Minnesota Veterans Medical Research and Education Foundation
At Bristol-Myers Squibb, we are working to address significant unmet medical needs, including the mental health needs of our returning veterans.
Combat veterans typically identify issues of moral injury, ranging from failing to prevent harm to wounding or killing others, as more distressing and a higher priority for treatment than threats to their own life or physical injury. Surprisingly, most Post-traumatic Stress Disorder (PTSD) treatments do not generally address those issues. A key strategy for getting returning veterans to begin treatment for PTSD is to develop alternative treatment options that they are more willing to use. For example, research tell us that soldiers and veterans are more apt to seek spiritual support from chaplains than from traditional mental health providers because of the stigma associated with conventional mental health services.

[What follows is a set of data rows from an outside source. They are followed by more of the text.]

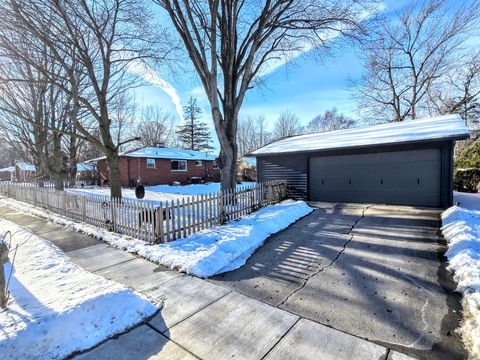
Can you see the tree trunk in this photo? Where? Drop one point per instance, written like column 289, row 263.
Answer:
column 72, row 154
column 58, row 181
column 226, row 131
column 113, row 162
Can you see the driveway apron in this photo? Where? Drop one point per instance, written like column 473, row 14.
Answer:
column 373, row 271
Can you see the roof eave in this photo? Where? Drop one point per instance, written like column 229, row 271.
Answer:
column 450, row 138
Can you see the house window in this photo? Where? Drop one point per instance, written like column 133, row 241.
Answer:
column 179, row 165
column 150, row 163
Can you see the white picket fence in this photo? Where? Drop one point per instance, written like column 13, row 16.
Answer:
column 147, row 220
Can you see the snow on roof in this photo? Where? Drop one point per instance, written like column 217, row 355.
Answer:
column 8, row 169
column 163, row 153
column 25, row 166
column 435, row 128
column 167, row 153
column 85, row 167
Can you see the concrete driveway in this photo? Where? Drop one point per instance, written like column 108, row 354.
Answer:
column 373, row 271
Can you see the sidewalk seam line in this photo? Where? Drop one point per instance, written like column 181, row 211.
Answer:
column 189, row 316
column 168, row 339
column 109, row 266
column 281, row 338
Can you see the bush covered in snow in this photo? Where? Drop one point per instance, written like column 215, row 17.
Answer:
column 461, row 228
column 467, row 180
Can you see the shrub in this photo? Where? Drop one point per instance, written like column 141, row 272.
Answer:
column 469, row 156
column 467, row 180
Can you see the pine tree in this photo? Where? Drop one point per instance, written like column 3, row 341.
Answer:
column 194, row 134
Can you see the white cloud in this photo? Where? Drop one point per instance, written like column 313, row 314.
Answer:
column 145, row 71
column 304, row 47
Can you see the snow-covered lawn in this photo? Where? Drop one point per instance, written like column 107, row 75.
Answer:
column 461, row 228
column 57, row 308
column 161, row 193
column 204, row 254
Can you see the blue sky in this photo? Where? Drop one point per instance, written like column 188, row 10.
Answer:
column 305, row 87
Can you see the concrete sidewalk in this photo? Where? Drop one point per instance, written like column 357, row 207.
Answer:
column 199, row 320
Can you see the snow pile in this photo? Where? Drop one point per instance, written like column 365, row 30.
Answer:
column 461, row 228
column 204, row 254
column 57, row 308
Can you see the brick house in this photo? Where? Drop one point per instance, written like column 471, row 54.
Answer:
column 155, row 166
column 22, row 171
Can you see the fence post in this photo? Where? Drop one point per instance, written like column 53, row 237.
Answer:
column 3, row 283
column 114, row 219
column 64, row 199
column 221, row 209
column 34, row 196
column 84, row 209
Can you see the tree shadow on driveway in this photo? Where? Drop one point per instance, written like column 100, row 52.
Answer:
column 376, row 272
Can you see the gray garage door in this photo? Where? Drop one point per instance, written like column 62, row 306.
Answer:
column 400, row 177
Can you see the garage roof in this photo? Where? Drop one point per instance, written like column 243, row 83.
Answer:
column 436, row 128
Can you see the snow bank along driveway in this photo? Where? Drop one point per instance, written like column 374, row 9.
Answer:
column 461, row 228
column 204, row 254
column 57, row 308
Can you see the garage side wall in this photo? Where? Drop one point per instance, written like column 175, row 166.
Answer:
column 295, row 167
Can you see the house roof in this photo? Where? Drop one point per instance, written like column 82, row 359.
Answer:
column 436, row 128
column 164, row 153
column 168, row 153
column 26, row 166
column 8, row 169
column 85, row 167
column 250, row 160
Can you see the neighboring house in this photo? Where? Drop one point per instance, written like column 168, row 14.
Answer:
column 246, row 169
column 7, row 174
column 87, row 173
column 20, row 172
column 407, row 163
column 24, row 171
column 154, row 166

Building Spiritual Strength (BSS) is an eight-session interfaith, manualized, spiritually integrated group intervention for trauma survivors, developed primarily with combat veterans in mind. Pastoral counselors are specially trained to implement and facilitate the process. The project will recruit 150 veterans with PTSD from the Greater Minneapolis/St. Paul area to participate in the eight-week intervention, during which they will receive mental health services from pastoral counselors in a non-stigmatizing community setting. At the end of the study, participants’ PTSD symptoms and their level of spiritual distress/moral injury will be reassessed. The BSS model addresses the need for outreach to veterans who won’t use conventional mental healthcare. It will also create a low-cost, sustainable alternative option for mental healthcare for veterans.